Haas effect

  • I don't deny this, Chris; I never claimed that it's an effect that collapses elegantly to mono, it's just something that's done in the real world (aka The Wild) for the benefit of people listening in stereo which is most everyone these days. We're all exhorted to Check Our Mixes In Mono, but that doesn't mean that somebody's going to do the math and say "You know what? Damn the AM radio & TV listeners, I can always do a separate mix for those markets" and they do. I guess the most ancient effect like this would be simple M/S widening - overdo it, and the mix sums to... nothing. Zero! That doesn't mean we should ban M/S widening.


    The "prime number" delay thing is sketchy, but it's clever and I give Craig Anderton credit for thinking it up. If you're going to be creating a pair of short delays, one left & one right and summing them under a mix in an aux-send kind of way it's one method to reduce the comb filtering effects of having two short delays beating against each other for the most common harmonics. (This would be fun thing to plot in MATLAB for an AES paper, actually.) Sound production is messy, and it's Art. I've worked on art and sound tools that have had great success in the commercial market, but I don't assume that makes me the most skilled graphic artist or sound producer - you sit back, and you marvel at what others create. Bob Katz's K-Stereo mastering effect is another popular effect that decends from the Hass family tree - the hardware versions of this used to sell for more than the KPA! Stretch the concept further and what you're really working with are Synthetic Early Reflections (another popular Craig Anderton topic.) Do all reverbs collapse well to mono? I would bet that a lot of "Ambience" patches do not.

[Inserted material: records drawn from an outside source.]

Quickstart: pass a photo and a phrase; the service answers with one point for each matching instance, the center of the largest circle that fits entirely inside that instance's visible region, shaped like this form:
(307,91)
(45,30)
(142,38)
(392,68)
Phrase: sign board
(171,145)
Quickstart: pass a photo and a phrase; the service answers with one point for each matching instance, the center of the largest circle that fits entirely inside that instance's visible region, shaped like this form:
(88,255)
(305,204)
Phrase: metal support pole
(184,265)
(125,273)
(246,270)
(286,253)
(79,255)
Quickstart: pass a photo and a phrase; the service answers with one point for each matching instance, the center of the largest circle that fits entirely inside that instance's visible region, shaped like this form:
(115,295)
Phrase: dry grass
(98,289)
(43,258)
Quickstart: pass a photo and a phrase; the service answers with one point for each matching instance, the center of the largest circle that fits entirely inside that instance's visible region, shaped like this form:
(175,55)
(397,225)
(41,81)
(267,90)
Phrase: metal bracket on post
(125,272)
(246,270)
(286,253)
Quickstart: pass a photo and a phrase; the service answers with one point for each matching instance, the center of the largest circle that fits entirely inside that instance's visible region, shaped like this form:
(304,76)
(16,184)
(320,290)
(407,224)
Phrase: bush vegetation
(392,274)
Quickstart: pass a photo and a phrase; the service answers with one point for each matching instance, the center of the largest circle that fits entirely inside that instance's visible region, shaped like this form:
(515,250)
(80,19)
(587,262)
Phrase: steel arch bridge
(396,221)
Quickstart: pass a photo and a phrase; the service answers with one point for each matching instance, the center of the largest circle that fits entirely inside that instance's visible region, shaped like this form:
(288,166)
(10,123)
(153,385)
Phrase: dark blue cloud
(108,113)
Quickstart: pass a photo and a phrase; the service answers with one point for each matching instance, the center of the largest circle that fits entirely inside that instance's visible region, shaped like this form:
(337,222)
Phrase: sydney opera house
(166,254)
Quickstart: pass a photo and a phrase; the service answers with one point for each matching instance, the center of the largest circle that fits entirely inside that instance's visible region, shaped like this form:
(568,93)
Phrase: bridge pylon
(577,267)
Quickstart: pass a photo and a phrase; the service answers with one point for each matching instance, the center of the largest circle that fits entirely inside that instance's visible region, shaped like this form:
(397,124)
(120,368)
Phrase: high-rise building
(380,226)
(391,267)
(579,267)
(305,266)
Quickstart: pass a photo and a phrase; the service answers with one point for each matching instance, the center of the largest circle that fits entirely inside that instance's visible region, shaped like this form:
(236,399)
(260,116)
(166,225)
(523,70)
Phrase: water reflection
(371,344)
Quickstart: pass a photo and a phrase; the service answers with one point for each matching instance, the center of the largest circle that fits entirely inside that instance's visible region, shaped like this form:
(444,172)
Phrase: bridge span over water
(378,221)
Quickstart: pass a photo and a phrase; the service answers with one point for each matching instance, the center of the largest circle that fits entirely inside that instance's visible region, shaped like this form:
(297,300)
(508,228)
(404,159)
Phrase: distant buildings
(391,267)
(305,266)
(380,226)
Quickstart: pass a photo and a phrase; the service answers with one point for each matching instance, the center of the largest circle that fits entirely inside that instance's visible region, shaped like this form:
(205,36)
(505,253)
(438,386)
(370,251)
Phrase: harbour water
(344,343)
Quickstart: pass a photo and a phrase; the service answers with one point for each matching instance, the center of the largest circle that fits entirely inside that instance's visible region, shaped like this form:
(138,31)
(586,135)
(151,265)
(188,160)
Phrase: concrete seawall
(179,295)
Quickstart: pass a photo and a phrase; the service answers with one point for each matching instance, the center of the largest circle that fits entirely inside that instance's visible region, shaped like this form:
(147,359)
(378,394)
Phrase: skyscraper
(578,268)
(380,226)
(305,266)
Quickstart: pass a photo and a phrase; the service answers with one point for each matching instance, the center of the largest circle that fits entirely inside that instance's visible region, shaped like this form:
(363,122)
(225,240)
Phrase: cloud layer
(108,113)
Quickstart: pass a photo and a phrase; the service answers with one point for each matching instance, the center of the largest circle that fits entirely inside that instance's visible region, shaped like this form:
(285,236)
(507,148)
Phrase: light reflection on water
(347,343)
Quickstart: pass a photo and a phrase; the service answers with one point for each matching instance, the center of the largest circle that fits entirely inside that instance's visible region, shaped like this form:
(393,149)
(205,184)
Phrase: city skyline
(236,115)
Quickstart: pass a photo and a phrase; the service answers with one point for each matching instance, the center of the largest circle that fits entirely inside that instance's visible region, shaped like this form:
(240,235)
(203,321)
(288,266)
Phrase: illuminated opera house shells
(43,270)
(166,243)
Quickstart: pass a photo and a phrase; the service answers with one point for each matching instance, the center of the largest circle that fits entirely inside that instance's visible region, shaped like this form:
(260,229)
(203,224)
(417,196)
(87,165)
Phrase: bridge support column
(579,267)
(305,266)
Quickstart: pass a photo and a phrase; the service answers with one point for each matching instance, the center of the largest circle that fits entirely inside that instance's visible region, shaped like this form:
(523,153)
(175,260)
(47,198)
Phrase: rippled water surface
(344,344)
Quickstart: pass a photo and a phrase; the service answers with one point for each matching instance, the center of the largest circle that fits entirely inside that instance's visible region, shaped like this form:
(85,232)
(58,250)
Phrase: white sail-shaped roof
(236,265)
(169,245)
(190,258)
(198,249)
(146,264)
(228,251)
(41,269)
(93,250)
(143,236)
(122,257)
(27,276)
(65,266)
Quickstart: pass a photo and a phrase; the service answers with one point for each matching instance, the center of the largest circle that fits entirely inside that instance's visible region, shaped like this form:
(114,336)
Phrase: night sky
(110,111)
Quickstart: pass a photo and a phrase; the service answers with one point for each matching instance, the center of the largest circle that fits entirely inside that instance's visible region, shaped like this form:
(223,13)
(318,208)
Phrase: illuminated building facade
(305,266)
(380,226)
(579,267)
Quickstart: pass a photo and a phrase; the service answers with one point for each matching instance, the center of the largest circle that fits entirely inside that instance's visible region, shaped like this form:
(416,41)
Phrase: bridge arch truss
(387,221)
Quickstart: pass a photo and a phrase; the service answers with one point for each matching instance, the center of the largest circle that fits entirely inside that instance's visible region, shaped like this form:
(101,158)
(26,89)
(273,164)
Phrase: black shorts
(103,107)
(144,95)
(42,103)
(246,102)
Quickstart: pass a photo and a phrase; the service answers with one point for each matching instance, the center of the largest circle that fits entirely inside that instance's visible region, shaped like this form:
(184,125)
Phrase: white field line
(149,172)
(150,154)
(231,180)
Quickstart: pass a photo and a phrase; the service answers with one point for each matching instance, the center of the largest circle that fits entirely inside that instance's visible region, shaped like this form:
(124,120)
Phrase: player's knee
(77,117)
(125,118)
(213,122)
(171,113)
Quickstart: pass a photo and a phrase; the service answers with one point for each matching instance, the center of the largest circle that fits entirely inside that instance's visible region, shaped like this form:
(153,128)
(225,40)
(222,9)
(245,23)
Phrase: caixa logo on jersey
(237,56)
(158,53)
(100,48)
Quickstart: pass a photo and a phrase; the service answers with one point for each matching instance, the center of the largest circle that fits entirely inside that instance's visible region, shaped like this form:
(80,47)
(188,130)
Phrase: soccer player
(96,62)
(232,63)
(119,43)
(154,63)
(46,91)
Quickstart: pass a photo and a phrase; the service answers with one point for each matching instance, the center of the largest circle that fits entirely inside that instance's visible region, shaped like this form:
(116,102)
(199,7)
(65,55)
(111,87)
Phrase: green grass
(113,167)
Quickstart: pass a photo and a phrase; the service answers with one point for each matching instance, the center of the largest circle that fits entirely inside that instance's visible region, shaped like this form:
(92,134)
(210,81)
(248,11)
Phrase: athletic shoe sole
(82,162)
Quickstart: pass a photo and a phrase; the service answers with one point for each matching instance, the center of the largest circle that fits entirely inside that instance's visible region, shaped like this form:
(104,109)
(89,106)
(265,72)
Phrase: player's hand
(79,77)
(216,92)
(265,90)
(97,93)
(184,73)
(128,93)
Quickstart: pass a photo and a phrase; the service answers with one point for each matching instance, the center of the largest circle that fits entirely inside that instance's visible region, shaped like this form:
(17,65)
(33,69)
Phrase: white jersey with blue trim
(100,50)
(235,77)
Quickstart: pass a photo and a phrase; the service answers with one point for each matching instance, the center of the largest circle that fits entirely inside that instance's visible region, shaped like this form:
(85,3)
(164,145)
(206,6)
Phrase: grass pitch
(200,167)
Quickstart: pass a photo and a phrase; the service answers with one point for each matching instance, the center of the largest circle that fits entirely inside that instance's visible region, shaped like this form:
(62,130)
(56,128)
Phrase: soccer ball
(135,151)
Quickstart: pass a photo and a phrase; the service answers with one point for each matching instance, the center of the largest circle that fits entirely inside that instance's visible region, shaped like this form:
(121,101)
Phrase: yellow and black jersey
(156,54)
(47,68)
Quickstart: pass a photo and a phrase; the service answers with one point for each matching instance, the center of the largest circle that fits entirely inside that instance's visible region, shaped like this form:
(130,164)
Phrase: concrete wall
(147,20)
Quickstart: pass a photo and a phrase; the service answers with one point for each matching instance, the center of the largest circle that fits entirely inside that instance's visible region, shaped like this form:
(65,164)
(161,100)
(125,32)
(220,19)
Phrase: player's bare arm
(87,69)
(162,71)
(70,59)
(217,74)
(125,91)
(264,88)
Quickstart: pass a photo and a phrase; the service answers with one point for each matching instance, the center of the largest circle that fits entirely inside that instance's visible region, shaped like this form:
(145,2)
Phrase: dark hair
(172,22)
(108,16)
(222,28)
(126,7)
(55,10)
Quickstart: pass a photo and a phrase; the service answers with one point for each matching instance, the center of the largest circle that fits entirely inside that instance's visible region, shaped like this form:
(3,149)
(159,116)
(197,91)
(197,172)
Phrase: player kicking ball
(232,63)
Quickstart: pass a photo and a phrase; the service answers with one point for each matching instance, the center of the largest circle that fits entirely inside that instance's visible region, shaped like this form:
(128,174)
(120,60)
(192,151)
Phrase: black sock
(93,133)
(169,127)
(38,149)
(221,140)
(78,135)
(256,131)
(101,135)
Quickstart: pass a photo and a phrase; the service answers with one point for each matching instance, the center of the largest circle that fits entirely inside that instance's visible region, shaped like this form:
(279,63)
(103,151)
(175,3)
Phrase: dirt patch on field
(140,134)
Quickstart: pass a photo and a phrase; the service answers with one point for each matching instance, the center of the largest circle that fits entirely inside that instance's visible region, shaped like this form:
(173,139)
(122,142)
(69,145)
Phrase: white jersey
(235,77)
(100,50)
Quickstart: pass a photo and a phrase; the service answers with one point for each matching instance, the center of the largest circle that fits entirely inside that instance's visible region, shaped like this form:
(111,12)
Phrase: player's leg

    What I propose is very simple; all it takes is a Left delay, a Right delay, and a mix knob. Set the Left to 0MS and the Right to 9mS at 100% wet, and you have something like the Bruce Fairbairn effect. Set the Left to 11mS and the Right to 19mS at 30% wet, and you have something like the Craig Anderton effect (very popular on vocals.) Add crossfeed and you're coming close to the K-Stereo effect. Add Pitch Shift with EQ and you're coming close to the Waves Doubler (fantastic plugin, BTW) effect.


    -djh

  • As I said, when you put more than one delay into the equation, then this is not the haas effect anymore, and does not create such problems.
    Why would I expect a reverb or early reflections algorithm to collapse when mixed to mono?
    The Haas effect that we talk about is a very special setup.


    The K-Stereo of Bob Katz utilizes the properties of the Haas effect, but not in the way we discuss here.


    The delay network you describe is pretty much realized in our "Space" effect.

    Edited once, last by ckemper ().